BEN KİMİM

 

Buyurun burası dedi masa başındaki memur gülümseyerek odaya yeni giren adama. Adam çekingen bir şekilde yaklaştı ama arada bir mesafe koydu ve eline şapkasını alıp durumunu izaha başladı.

-Efendi oğlum benim bir yurt dışı işim var da sabıka kaydı istediler, aslında çok belge istediler de bunu buradan çıkaracakmışız işte.
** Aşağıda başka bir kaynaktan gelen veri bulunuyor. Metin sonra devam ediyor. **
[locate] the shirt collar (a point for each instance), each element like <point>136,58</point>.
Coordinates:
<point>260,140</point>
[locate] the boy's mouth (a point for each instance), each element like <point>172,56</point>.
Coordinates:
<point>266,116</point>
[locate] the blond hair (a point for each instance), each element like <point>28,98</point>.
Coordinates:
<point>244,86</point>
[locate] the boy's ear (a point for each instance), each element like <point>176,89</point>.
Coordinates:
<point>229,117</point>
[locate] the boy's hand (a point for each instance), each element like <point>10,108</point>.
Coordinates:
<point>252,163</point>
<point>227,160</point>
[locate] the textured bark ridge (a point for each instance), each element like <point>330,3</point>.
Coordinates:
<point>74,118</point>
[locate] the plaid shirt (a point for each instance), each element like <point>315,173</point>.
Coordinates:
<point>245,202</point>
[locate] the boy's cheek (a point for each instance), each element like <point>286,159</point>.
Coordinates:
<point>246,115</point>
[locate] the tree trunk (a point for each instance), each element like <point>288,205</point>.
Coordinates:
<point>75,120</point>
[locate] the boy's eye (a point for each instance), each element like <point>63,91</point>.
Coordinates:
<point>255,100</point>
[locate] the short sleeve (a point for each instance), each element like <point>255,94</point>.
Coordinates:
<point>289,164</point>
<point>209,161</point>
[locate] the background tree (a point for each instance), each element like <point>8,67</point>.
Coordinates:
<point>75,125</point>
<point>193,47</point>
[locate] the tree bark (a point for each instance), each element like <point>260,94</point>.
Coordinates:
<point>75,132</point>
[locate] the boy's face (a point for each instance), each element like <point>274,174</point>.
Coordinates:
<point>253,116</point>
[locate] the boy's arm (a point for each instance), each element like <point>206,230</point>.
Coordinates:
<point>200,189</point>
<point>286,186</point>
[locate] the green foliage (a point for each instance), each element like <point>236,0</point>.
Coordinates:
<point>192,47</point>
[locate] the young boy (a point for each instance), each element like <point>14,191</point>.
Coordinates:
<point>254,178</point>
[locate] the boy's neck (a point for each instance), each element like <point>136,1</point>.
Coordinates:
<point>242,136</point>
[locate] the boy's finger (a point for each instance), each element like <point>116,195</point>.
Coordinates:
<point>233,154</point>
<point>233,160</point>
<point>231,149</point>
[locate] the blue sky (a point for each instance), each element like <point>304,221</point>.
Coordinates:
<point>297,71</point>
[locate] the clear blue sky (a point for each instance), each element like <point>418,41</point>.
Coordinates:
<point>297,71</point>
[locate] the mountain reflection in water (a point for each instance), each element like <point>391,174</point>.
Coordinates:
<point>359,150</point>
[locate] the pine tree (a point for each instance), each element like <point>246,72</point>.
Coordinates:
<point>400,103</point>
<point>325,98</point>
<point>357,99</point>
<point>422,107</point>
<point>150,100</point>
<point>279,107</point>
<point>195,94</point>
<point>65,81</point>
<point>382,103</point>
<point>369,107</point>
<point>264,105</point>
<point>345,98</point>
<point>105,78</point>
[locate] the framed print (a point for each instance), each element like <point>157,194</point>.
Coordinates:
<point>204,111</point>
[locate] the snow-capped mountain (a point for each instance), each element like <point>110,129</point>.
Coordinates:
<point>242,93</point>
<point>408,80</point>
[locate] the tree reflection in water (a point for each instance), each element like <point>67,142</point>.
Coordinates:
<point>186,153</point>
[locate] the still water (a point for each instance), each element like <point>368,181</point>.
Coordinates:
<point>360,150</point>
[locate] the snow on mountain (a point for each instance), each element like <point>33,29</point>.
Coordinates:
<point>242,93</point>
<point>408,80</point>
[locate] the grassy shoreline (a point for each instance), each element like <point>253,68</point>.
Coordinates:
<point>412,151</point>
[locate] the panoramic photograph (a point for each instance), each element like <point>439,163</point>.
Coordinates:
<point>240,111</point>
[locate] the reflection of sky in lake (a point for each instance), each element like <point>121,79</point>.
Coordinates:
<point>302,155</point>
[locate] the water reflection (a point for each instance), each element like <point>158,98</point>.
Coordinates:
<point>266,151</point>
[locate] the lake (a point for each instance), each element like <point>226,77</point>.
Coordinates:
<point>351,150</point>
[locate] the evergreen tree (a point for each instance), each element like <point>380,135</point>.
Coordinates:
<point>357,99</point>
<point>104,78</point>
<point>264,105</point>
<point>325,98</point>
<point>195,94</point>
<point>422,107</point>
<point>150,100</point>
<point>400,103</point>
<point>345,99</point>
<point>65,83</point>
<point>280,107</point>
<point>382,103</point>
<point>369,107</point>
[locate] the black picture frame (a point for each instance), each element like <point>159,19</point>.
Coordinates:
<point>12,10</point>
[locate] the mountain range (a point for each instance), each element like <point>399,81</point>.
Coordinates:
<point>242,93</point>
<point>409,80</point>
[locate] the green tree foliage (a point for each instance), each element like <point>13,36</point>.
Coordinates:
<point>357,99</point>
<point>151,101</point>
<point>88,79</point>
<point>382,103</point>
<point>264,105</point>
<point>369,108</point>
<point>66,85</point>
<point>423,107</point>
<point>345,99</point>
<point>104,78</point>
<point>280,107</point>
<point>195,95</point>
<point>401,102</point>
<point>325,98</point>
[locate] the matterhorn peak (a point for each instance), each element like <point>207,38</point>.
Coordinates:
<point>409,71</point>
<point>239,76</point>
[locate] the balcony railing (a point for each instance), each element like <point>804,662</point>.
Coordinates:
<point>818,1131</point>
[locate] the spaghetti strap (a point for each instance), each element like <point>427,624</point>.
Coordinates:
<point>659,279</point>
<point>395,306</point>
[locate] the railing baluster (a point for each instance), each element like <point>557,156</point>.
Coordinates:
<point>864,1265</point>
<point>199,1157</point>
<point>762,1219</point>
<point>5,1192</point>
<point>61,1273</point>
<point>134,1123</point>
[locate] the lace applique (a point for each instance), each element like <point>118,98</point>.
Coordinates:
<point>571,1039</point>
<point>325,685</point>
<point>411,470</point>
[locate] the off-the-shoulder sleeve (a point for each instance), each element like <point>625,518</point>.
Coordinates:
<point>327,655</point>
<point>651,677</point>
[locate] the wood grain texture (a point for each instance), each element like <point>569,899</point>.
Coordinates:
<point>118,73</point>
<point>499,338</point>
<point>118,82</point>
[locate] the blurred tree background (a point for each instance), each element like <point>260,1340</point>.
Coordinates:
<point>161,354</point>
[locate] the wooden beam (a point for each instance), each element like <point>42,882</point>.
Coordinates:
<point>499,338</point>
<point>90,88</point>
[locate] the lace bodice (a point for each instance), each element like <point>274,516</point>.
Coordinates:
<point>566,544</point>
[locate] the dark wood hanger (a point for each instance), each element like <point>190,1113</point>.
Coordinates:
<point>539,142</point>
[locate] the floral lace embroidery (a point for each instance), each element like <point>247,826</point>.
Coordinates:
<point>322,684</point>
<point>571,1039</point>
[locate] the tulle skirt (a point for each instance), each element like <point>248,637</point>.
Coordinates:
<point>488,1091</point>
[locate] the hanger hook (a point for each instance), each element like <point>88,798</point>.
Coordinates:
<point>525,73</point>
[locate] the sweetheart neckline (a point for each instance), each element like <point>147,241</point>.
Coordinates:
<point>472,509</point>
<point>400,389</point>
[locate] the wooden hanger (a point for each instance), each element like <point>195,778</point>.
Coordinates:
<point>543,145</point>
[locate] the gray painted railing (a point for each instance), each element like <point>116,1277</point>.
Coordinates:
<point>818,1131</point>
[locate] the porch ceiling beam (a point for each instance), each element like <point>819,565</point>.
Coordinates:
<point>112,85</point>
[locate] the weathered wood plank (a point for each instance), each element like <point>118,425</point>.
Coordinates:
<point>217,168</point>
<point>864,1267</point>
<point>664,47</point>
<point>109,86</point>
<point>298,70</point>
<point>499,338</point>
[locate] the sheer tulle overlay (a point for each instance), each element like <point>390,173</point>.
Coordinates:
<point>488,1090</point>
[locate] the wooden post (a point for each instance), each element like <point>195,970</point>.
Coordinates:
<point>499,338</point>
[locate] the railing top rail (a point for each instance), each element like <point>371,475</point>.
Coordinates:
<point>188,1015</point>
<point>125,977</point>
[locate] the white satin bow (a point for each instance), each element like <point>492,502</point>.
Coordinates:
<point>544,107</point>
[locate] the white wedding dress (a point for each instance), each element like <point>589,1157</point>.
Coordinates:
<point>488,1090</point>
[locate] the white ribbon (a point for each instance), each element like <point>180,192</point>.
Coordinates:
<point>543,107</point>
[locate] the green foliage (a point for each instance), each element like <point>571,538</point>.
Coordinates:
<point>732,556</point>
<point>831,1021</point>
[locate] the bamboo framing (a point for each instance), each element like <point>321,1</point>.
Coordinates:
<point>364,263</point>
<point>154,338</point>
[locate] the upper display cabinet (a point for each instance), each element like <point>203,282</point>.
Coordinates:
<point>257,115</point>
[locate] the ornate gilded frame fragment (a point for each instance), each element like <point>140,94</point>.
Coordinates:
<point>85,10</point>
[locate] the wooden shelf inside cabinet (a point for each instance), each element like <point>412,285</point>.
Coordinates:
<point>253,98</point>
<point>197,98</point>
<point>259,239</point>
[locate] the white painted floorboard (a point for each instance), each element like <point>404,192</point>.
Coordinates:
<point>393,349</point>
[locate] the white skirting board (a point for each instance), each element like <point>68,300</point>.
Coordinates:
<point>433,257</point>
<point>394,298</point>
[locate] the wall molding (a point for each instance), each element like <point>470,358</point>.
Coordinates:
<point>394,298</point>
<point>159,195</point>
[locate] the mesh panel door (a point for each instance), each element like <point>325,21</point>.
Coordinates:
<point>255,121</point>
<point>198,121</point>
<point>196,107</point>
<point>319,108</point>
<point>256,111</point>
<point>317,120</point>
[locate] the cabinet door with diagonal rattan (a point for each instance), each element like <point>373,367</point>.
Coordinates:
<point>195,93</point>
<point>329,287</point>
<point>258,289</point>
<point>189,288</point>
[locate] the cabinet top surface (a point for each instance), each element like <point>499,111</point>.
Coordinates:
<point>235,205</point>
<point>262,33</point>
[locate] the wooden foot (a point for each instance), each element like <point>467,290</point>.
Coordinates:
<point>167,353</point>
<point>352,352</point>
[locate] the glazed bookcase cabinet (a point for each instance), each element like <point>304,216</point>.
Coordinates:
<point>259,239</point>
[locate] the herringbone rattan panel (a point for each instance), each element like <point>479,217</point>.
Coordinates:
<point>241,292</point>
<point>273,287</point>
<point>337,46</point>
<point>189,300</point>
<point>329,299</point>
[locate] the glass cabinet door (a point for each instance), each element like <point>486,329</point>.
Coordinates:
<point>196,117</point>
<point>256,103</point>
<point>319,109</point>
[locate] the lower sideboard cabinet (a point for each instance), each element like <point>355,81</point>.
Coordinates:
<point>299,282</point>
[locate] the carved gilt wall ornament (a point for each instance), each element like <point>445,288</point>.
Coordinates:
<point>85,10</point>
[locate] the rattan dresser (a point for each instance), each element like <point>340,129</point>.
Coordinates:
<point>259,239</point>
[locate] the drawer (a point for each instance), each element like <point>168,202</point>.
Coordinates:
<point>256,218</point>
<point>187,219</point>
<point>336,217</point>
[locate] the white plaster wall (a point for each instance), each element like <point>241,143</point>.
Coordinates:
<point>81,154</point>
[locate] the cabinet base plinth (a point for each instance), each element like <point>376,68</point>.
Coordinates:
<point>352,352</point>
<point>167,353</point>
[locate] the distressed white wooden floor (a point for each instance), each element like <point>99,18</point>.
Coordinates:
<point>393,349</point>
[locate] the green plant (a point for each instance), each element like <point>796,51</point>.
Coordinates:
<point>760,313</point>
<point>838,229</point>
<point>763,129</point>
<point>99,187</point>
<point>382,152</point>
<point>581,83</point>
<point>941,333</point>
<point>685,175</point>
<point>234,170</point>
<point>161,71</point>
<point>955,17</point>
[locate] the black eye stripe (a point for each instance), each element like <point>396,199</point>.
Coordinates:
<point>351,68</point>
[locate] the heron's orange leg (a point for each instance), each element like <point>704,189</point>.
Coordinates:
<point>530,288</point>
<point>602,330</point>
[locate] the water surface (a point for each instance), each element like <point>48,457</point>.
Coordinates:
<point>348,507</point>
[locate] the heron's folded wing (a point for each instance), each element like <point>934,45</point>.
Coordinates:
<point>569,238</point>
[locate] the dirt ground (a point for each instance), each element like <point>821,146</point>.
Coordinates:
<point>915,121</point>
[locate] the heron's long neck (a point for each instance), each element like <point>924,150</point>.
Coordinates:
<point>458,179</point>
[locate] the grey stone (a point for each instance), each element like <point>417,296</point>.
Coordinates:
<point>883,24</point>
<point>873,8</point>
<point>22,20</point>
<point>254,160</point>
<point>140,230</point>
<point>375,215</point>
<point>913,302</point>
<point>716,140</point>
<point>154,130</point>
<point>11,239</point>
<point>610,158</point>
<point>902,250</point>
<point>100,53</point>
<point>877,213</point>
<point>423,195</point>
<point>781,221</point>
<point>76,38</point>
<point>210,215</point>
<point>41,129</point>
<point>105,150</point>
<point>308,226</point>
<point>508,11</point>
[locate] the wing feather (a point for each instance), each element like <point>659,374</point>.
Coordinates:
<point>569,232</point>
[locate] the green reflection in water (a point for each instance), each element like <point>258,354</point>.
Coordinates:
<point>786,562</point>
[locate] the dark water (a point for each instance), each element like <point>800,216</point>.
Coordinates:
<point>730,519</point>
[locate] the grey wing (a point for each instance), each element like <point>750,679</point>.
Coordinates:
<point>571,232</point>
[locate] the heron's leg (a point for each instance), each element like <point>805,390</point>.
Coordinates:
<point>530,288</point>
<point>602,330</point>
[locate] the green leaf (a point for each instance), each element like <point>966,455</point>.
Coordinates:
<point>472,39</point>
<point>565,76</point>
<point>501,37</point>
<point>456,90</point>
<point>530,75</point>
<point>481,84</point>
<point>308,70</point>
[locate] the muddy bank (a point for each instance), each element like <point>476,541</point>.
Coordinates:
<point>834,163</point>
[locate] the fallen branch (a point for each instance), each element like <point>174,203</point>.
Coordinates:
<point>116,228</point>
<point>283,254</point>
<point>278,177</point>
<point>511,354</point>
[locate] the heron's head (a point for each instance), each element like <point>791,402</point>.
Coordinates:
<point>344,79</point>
Memur önünde duran karışık kâğıtların arasından seçerek hazır bir dilekçe çıkardı, bir yandan da karşısında hürmetle bekleyen adama 'kimliğin üstünde mi amca, ver ben doldurayım buradaki bilgileri' dedi. Adam hemen bir telaşla arayış içine girdi, ceketinin sol cebinde bulmuştu da aradığını o kadar deste edilmiş kâğıtların arasından çıkardı. Yine hürmetini bozmadan ve karşısındakini rahatsız etmeden uzattı bir yandan da ''hay Allah razı olsun senden evladım, bizim oğlan Fransa'da da illa gel diyor, bir turist vizası alıp gidip geleyim diyorum işte, o bana davetiye gönderdi' diye ekledi. Sözü bitmeden de memur doldurmuştu belgeyi bile, imzalanacak yeri gösterip imza da attırdı. Sonra biraz sanki ağır işitiyormuş gibi sesini yükselterek 'Amca öğleden sonra gel dilekçeni yine buradan al, sen şimdi git diğer belgelerini al' dedi.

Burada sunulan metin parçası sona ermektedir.